Alors que les premières résiliations sur Internet sont intervenues pour contrer le téléchargement illégal de musique via les réseaux P2P (Florent Latrive, "Des téléchargeurs coupés net du Net", Liberation.fr, 11 décembre 2004), la bataille de l’industrie française du disque contre les pirates se précise au pénal. Un internaute français de 28 ans se retrouvait attrait devant le Tribunal correctionnel de Cergy Pontoise, le 15 décembre dernier, pour avoir téléchargé et mis à disposition de la musique. Il est visé par la cinquantaine de plaintes déposées par la SCPP (Société civile des producteurs phonographiques) et le SNEP (Syndicat national de l’édition phonographique), les maisons françaises du disque (Estelle Dumout, "Catherine Kerr-Vignale (Sacem) :Nous allons poursuivre les internautes qui sont de gros "uploaders"", Zdnet.fr, 19 novembre 2004).
Il est difficile de prédire l’issue de ce jugement, attendu pour le 2 février prochain. Les juges seront-ils sensibles au raisonnement de la défense, selon lequel l’internaute n’aurait, ni commercialisé, ni mis ses fichiers à disposition ? On garde à l’esprit, en effet, le jugement [Juriscom.net] du Tribunal correctionnel de Rodez du 13 octobre dernier qui avait relaxé le prévenu en faisant une interprétation large de l’exception pour copie privée. Avec cette conclusion : « la preuve d’un usage autre que strictement privé tel que prévu par l’exception de l’article L.122-5 du Code de la Propriété Intellectuelle par le prévenu des copies qu’il a réalisé n’apparaissant pas rapportée en l’espèce, il convient d’entrer en voie de relaxe à son égard » (Voir aussi Sabrina Brandner, "P2P : relaxe d'un internaute copiste à Rodez", Juriscom.net, 15 octobre 2004).
Mais en l’espèce, l’argumentation de la défense n’a pas su convaincre le Procureur de la République de Cergy-Pontoise, selon lequel le délit de contrefaçon de l’article L 335-2 du code de la propriété intellectuelle est quand même constitué (« Toute édition d'écrits, de composition musicale, de dessin, de peinture ou de toute autre production, imprimée ou gravée en entier ou en partie, au mépris des lois et règlements relatifs à la propriété des auteurs, est une contrefaçon et toute contrefaçon est un délit » dispose l’article L335-2).
Au final, le Procureur demande 1.500 euros d’amende, en sus des 28.366 euros de dommages et intérêts réclamés par les parties civiles.

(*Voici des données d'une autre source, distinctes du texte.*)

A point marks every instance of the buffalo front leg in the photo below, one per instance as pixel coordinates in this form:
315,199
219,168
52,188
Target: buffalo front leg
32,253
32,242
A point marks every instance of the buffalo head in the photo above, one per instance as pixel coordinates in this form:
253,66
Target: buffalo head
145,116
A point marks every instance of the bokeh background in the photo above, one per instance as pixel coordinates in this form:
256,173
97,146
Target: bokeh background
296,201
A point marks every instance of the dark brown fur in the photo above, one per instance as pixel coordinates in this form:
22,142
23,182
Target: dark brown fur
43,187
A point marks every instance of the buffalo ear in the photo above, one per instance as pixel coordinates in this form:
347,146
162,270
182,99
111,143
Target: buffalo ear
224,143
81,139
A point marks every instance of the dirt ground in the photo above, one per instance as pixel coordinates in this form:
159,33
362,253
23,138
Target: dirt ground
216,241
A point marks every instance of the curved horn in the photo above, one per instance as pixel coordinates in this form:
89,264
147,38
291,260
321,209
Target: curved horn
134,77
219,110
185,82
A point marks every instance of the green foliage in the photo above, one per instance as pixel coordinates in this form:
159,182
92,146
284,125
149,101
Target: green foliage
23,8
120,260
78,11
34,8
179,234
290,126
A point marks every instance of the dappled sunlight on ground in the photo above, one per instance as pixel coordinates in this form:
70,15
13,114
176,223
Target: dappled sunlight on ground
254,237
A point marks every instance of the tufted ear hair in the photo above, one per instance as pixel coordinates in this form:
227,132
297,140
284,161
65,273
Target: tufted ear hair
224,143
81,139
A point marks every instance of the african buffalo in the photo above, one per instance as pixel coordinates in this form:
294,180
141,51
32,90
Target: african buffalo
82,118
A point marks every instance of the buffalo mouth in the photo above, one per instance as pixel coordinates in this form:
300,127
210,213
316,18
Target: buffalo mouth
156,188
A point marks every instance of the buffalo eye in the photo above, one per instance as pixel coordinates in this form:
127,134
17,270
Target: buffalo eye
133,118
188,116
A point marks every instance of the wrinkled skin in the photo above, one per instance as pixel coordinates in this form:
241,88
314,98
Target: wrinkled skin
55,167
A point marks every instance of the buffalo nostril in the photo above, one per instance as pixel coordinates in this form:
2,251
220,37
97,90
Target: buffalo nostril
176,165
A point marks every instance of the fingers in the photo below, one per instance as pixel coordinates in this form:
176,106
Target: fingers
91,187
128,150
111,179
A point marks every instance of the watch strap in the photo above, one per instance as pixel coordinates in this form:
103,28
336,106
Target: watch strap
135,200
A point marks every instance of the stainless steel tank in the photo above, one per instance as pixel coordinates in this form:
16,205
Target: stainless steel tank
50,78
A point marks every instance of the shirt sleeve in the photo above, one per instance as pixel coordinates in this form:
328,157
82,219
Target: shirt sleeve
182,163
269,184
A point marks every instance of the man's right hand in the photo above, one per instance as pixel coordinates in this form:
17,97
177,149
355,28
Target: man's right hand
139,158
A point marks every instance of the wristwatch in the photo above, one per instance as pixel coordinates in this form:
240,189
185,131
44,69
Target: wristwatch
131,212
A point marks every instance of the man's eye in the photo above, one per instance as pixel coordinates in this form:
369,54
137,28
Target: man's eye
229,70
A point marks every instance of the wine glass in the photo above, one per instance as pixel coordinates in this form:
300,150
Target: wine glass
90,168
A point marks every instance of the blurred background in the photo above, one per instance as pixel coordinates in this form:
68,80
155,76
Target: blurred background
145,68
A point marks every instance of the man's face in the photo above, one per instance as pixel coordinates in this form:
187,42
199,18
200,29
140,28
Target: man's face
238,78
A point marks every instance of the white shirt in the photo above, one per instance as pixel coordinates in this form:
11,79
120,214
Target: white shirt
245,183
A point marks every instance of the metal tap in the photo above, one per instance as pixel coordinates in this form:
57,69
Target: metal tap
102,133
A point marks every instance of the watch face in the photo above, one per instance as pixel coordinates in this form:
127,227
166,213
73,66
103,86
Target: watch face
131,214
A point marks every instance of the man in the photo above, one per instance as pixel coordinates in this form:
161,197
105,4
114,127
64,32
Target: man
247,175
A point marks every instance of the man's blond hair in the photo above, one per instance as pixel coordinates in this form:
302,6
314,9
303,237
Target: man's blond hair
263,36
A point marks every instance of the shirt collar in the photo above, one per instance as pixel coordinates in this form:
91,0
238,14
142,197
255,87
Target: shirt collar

Il faut dire que le tribunal correctionnel de Blois vient de rendre quant à lui, le 7 décembre dernier, un jugement plutôt sévère à l’encontre de 2 informaticiens s’étant laissés tenter par le téléchargement via le P2P. Le tribunal a suivi les réquisitions du Procureur de la République en estimant que les copies saisies représentaient autant de films et de logiciels qui n'avaient pu être vendus. Verdict : 2 mois de prison avec sursis et 20.000 euros de dommages et intérêts.
Alors, contrefaçon, pas contrefaçon ? Réponse le 2 février.